17 Desersi Tentara Kolombia Terlibat Pembunuhan Presiden Haiti
Pejabat tinggi penegak hukum negara Kolombia mengatakan, sebanyak 17 mantan tentara Kolombia diyakini terlibat dalam pembunuhan Presiden Haiti Jovenel Moise. Demikian kata Direktur Jenderal Polisi Nasional Jorge Luis Vargas Valencia, Jumat 9 Juli 2021.
Menurut Jorge Luis Vargas Valencia, orang-orang itu "kemungkinan milik tentara nasional" Kolombia, tetapi keluar dari militer antara 2018 dan 2020. Dua dari mantan tentara itu akhirnya tewas dalam bentrokan dengan polisi Haiti.
Fakta Desersi Tentara Kolombia
Kepala polisi Kolombia tidak memberikan informasi apa pun tentang mengapa orang-orang itu meninggalkan militer, desersi. Menurut Vargas, terdapat empat perusahaan yang tidak disebutkan namanya yang terlibat dalam "perekrutan, pengumpulan orang-orang ini" yang terkait dengan pembunuhan itu.
Pejabat penegak hukum mengatakan dua pria Kolombia melakukan perjalanan ke Haiti melalui Panama dan Republik Dominika pada awal Mei.
Vargas mengatakan kelompok kedua dari 11 tersangka Kolombia melakukan perjalanan ke Haiti melalui kota resor Dominika Punta Cana pada awal Juni, seperti dikutip Deutsche Welle, Sabtu 10 Juli 2021.

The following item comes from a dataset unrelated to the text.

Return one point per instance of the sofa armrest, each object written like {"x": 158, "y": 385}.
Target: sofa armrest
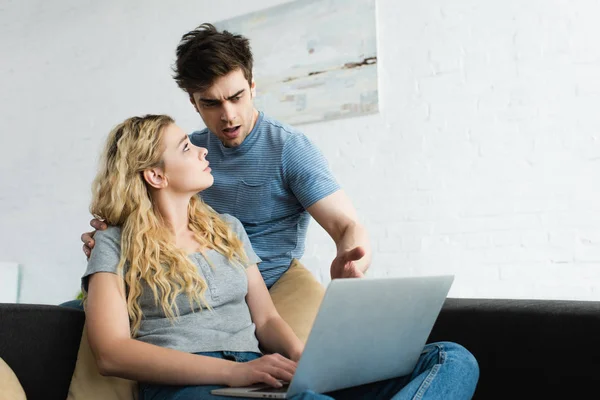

Jenderal Kolombia Luis Fernando Navarro mengatakan para desersi atau mantan tentara Kolombia kemungkinan adalah tentara bayaran.
Problem Tentara Bayaran di Kolombia
"Perekrutan tentara Kolombia untuk pergi ke belahan dunia lain sebagai tentara bayaran adalah masalah yang sudah ada sejak lama, karena tidak ada undang-undang yang melarangnya," kata Navarro kepada wartawan, Jumat. "Ada sejumlah besar tentara Kolombia di Dubai, misalnya."
Pejabat Haiti mengklaim Moise dibunuh oleh 28 anggota regu pembunuh yang terdiri dari 26 orang Kolombia dan dua orang Amerika keturunan Haiti. Sejauh ini, 17 tersangka telah ditangkap atas pembunuhan itu.
Fakta Pembunuhan Jovenel Moise
Presiden Haiti Jovenel Moise ditembak mati oleh orang-orang bersenjata dengan senapan serbu di kediaman pribadinya pada Rabu malam 7 Juli 2021. Pembunuhan itu, yang mendapat kecaman dari Washington dan negara-negara tetangga Amerika Latin, terjadi di tengah kerusuhan politik, gelombang kekerasan geng dan krisis kemanusiaan yang berkembang di negara termiskin di Amerika itu.
Pemerintah mengumumkan keadaan darurat selama dua minggu untuk membantu memburu para pembunuh yang oleh duta besar Haiti untuk Amerika Serikat, Bocchit Edmond, digambarkan sebagai sekelompok "tentara bayaran asing" dan pembunuh terlatih.
Orang-orang bersenjata itu berbicara dalam bahasa Inggris dan Spanyol, kata Perdana Menteri sementara Claude Joseph, yang mengambil alih kepemimpinan negara, di mana mayoritas berbicara bahasa Prancis atau Kreol Haiti.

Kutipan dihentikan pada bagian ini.